HK, as always, makes important points. One thing that I should've mentioned originally, but that the OP seemed to anticipate, is that there are two divisions of the school. One is "regular" Laurel Springs, which is better than but roughly analogous to K12 (based on my experience, LSS has, more often, in-house curriculum and "real" teachers you can talk to; K12 not so much; caveat that I haven't seen K12 for several years). Even "regular" Laurel Springs is light years better than Apex (from what I've seen). I can't speak to Connections; I've never seen its curricula or had a child enrolled in it.

The other division is the Laurel Springs Academy for the Gifted and Talented, which requires testing and recommendations to document giftedness and has separate teachers, students, symposia, and so on. The peers seem quite good but aren't all that visible to us, outside of the symposia and some clubs. Instead, the big difference is that the Academy students are able to request 100% customization. So if you want to replace the content of a course with something higher-level that is academically justified as MORE rigorous, you can do it.

Customization is the critical safety valve that I have not seen at any other online provider: I am not boxed in if I'm dissatisfied with course content. Teachers often have good ideas on their own for customization, because they do have experience with other gifties, but they're open to a well-reasoned argument for customization from parents, as long as the rigor is there.

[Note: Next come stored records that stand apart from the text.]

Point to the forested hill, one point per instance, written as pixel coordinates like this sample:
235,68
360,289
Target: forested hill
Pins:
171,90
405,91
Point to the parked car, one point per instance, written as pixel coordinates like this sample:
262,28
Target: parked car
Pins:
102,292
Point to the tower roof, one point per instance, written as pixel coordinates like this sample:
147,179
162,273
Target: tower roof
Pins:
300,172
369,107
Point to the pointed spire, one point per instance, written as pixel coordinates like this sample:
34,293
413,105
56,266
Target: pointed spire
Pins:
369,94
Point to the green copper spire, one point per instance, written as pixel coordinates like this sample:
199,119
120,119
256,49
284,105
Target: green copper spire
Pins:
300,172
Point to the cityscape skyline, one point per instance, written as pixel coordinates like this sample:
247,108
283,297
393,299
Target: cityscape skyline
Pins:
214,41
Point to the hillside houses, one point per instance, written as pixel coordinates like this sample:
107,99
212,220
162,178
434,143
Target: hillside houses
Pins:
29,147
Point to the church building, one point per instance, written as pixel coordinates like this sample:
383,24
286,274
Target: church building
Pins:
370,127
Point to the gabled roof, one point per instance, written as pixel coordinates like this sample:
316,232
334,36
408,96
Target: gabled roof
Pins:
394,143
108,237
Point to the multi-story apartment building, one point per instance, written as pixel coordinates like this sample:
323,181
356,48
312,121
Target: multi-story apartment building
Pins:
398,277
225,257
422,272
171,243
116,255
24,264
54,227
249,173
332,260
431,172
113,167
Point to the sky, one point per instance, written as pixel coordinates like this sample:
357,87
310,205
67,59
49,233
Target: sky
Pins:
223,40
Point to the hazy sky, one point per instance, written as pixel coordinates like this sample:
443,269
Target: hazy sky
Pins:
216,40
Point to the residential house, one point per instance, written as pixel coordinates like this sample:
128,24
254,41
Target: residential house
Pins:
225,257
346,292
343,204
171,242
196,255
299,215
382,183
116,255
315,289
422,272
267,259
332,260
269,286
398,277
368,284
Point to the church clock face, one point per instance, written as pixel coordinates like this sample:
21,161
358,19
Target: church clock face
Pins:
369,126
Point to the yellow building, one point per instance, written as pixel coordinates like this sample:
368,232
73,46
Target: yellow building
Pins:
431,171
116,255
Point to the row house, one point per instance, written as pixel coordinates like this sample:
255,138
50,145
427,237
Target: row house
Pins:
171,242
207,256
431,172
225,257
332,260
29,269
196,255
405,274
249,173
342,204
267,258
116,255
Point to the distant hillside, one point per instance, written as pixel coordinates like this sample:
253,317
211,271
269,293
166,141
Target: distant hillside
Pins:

Hope that helps. Whether it's worth the money and the obligation to meet the CA graduation requirements is an individual decision. I wouldn't use any of the other online providers. DC was accepted at Stanford University Online High School, but at that time the school had a very disorganized vibe and onerous administrative rules and penalties (you have to "show up" live twice a week; are penalized if you don't; and are penalized if your computer/software etc. isn't working; all this scared my DC, who has many outside activities not entirely under our scheduling control). We like the at-your-own pace of homeschooling, so Laurel Springs works for us. Again, others may have different needs, and of course "real" homeschooling is most flexible.

Whether the math is good probably depends on your home teacher. The textbooks are all standard California texts from major publishers and not Everyday Math (thank God). I've found that there are options within Laurel Springs-- if you want, say, the Lial instead of something else, you can do it. But what I'm seeing is that the standard textbooks themselves seem to take a fairly mechanical and non-theoretical approach. So if teaching the textbook is what your parent or tutor provides, that's what you'll get. We do more than that, but that's us. I haven't had a HS kid before, so whether this is Common Core-related or just American education, I do not know.

A downside: the Gifted & Talented Academy is an all-or-nothing proposition, so, bluemagic, the only option for a single course is "regular" Laurel Springs.